Tarih yazdıklarını ve halkın her yerde barış için meydanlara çıktığını ifade eden Türk, 'Biz de halk olarak barışı savunuyoruz. O zaman 'niye sessiz ve suskun kalıyorsunuz?' deme hakkına sahibiz. 30 yıldan beri büyük acıların yaşandığı bir dönemi yaşadık. Artık bu kanın durması için herkes bu kan akmasın analarımızın gözyaşları dinsin diyor. Biz bunun için büyük projelerle yola çıktık. Sesleniyoruz sayın Başbakan ve Cumhurbaşkanına bu halkın barış sesini dinleyin adam olun adam olun diyoruz. Bu kanın durması için yaratığımız olan bu fırsatı değerlendirmezseniz. Bu kanın günahı da vebali de sizin boynunuza olacak bunu çok yi bilin. Bunu artık bütün dünya biliyor' diye konuştu.

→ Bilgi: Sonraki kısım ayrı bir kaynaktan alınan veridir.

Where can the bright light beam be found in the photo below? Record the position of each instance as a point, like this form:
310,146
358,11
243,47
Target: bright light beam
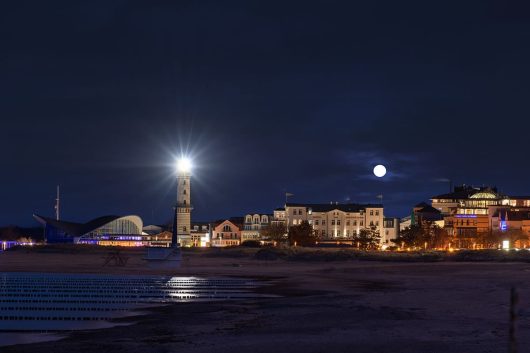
184,165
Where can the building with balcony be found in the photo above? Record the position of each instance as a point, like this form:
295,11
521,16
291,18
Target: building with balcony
336,221
227,232
469,211
253,225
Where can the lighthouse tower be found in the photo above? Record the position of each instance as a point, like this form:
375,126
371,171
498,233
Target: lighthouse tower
182,220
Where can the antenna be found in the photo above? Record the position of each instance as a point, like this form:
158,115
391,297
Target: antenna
57,204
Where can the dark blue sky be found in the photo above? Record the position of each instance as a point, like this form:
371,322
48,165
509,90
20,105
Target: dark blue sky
298,96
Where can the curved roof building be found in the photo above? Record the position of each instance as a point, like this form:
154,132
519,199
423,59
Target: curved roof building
105,227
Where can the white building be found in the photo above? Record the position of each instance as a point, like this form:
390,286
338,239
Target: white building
334,220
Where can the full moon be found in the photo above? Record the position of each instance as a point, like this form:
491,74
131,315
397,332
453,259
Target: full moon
379,170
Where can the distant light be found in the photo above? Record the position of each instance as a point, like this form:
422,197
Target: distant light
379,170
184,165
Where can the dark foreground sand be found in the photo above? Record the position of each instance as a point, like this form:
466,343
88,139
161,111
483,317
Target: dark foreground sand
342,306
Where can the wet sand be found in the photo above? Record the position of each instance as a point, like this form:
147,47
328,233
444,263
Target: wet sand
342,306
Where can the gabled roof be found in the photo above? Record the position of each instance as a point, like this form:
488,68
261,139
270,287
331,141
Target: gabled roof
323,207
79,229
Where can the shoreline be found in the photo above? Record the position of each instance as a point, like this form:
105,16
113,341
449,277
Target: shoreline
336,306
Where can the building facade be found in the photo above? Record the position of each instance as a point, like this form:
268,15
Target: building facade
253,226
471,211
335,221
183,208
226,233
106,231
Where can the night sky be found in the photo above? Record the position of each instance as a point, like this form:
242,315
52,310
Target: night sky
267,97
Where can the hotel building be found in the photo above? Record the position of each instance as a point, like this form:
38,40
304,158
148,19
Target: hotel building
469,210
253,225
336,221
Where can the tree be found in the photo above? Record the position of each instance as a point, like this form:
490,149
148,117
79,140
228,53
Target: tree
274,232
368,238
302,234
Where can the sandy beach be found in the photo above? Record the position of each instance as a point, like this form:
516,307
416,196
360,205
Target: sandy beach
339,306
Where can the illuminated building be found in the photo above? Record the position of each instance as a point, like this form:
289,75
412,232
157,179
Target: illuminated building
107,230
183,207
253,225
334,221
469,211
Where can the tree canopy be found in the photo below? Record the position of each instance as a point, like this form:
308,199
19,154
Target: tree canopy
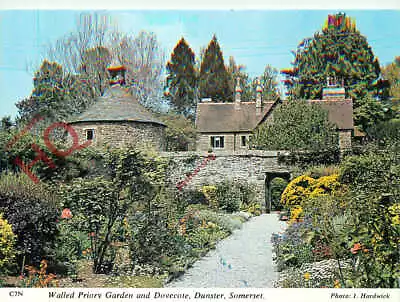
339,51
182,79
297,125
214,78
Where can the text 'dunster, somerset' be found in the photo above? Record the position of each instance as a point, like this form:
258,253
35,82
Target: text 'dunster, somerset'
206,295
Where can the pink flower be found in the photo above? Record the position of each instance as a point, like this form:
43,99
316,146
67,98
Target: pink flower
66,214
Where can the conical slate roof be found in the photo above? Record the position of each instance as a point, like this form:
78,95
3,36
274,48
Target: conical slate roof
117,105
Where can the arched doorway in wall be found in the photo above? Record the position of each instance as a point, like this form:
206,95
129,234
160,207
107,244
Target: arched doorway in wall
274,182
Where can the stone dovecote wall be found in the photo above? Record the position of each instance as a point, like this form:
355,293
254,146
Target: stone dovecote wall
248,166
118,134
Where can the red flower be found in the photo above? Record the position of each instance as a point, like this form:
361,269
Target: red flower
66,214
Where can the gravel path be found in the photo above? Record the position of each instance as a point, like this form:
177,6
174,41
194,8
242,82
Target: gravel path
244,259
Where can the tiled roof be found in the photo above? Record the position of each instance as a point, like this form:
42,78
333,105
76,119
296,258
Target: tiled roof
225,117
116,105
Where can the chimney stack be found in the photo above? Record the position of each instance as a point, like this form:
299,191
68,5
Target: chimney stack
238,92
258,98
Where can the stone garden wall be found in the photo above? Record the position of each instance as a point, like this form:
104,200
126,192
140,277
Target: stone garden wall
249,166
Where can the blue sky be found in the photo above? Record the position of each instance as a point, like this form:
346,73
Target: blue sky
254,37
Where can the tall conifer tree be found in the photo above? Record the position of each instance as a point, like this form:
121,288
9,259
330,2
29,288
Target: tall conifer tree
214,78
338,51
182,79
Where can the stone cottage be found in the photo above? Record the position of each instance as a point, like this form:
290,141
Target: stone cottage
228,126
118,119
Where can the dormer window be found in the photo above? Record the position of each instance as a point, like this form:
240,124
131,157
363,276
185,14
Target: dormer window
244,140
89,134
217,142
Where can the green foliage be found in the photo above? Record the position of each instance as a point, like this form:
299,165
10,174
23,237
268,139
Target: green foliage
182,80
344,54
31,210
245,82
391,72
252,208
180,133
358,220
385,132
296,126
303,187
210,192
231,195
269,83
368,113
130,184
278,185
7,241
214,81
55,96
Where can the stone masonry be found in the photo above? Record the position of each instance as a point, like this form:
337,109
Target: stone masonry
249,166
118,134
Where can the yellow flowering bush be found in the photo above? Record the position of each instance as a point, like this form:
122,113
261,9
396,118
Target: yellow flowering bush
326,184
297,190
303,187
7,239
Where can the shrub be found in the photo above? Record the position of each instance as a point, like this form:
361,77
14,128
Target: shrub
278,185
297,190
304,187
210,192
252,208
31,210
39,277
7,240
229,197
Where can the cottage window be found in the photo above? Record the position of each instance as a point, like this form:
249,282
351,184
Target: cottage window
89,134
244,140
217,142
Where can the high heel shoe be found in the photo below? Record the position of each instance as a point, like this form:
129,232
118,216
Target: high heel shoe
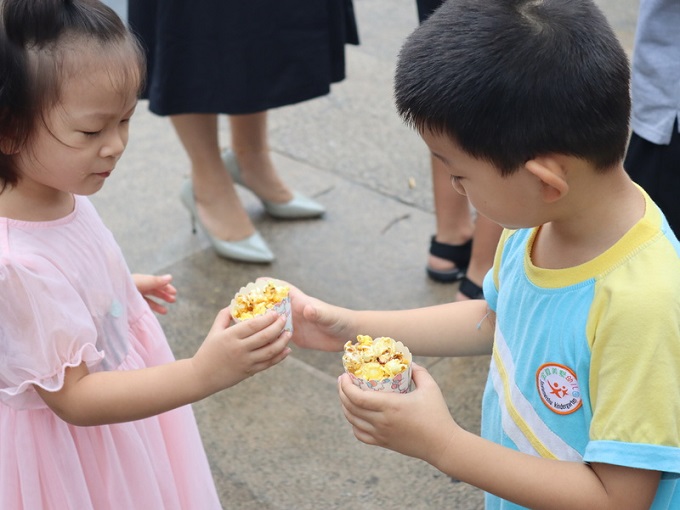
298,208
250,249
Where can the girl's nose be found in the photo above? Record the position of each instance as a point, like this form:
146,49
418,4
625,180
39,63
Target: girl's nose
115,144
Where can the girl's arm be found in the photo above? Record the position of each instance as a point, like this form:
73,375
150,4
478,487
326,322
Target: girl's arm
227,356
454,329
420,425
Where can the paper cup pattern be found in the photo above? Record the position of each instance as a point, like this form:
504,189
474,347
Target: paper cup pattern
259,297
382,364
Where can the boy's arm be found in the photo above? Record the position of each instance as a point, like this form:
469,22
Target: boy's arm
454,329
419,424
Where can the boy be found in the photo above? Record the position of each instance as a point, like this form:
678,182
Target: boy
526,104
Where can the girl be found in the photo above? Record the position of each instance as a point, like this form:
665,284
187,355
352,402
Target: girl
93,407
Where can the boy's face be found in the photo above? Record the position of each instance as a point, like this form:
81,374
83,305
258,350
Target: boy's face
512,202
79,141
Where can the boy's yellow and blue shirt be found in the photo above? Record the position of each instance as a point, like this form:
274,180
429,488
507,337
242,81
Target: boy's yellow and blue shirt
586,360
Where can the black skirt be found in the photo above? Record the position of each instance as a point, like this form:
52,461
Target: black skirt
240,56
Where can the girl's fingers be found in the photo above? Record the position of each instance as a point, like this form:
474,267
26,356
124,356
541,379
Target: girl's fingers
358,400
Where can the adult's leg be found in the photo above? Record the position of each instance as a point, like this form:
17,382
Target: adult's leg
484,243
452,214
249,141
657,169
217,202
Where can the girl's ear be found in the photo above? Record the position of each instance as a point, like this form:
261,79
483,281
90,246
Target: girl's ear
552,175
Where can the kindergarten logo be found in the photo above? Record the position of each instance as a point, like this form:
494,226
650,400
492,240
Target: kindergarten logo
558,388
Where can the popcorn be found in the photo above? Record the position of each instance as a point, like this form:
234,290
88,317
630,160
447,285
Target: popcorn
257,298
380,364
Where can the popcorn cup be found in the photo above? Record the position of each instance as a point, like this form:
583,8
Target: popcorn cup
369,374
257,298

'Çözümü istemeyen devlettir'

Kürtlerin demokratik haklar konusundaki taleplerini 'terörize' ederek dünya sunmaya çalıştıklarına dikkat çeken Türk, 'Kürt halkını terörist ilan ettiler. Tüm dünyaya sesleniyorum. Herkes barış için hazır. Çözmek istemeyenleri kandan besleyenlere ne diyecek bunu demek isteyeceğiz. Herkesin artık bazı şeyleri anlaması gerekir. Bugüne kadar çözümsüzlüğün kaynağını Kürtler olarak dünyaya göstermeye çalıştılar ama bugün anlaşıldı ki asıl barış istemeyen çözüm istemeyen devletin ta kendisidir. Artık yavaş yavaş ortaya çıkıyor. Bundan sonra hiç kimse Kürtlere terörist diyemez. Bir çatışmasızlık süreci yaşandı bugün 15 Temmuz'da yeniden birilerinin düşünmesi için kanın durması için 1 Eylül'e kadar ateşkes ilan etti. Bütün atılan adımları görmemezlikten gelirseniz yarın oğlu askerde olan Türk anası ve oğlu dağda gerilla olan Kürt anası yakanıza yapışacak. Buradan Tüm Türkiye'ye sesleniyorum medyaya sesleniyorum bu barışçıl sürece katkı sunun heba olmasın yazık olmasın' şeklinde konuştu.

Türk'ten STÖ'lere çağrı

Sivil toplum örgütleri ve sendikalara da seslenen Türk, 'Eylemler yapıyorsunuz oysa milyarlarca dolar bu savaşa gidiyor. Bunun için de barış için de eylem ve yürüyüş yapın. TÜSİAD'a MÜSİAD'a tüm iş çevrelerine sesleniyorum. İstikrarın sağlanması sermayenin tüm Türkiye'de yayılmasını istiyorsanız yoksulluğun ortadan kaldırılmasını istiyorsanız ey iş adamları gelin barış için çaba gösterin diyoruz. Ortaya koyacağınız çaba sermaeyenizi katlar. Gelin bu kutsal görevi yapın' diyerek konuşmasına son verdi. Türk'ün konuşması sık sık 'Öcalan' ve 'PKK halktır halk burada' sloganları ile kesilirken konuşmanın sonunda uzun süre alkışlar dinmedi.

'Diyalogdan kaçtılar'

Türk'ün konuşmasının ardından söz alan DTP Eşbaşkanı Emine Ayna ise PKK'nin barış adına çözüm adına demokrasi adına ilan ettiği eylemsizlik kararı sonucu meydanlara çıktıklarını ifade ederek, 'Çünkü diyalog kurmak istedik. Başbakanla görüşmek istedik, bu ülkenin Cumhurbaşkanı Kürt sorunu bu ülkenin en büyük sorunudur dediyse, Başbakanda niyetimiz iyidir dediyse bunun çözüm yöntemi diyalogdur dedik. Neler yapabileceğimizi özgürlükleri demokrasiyi nasıl geliştirebileceğimizi önce Başbakanla tartışalım dedik. Ancak hiçbir cevap alamadık. Diyalogdan kaçtılar, oysa barış ancak diyalogla mümkündür' dedi.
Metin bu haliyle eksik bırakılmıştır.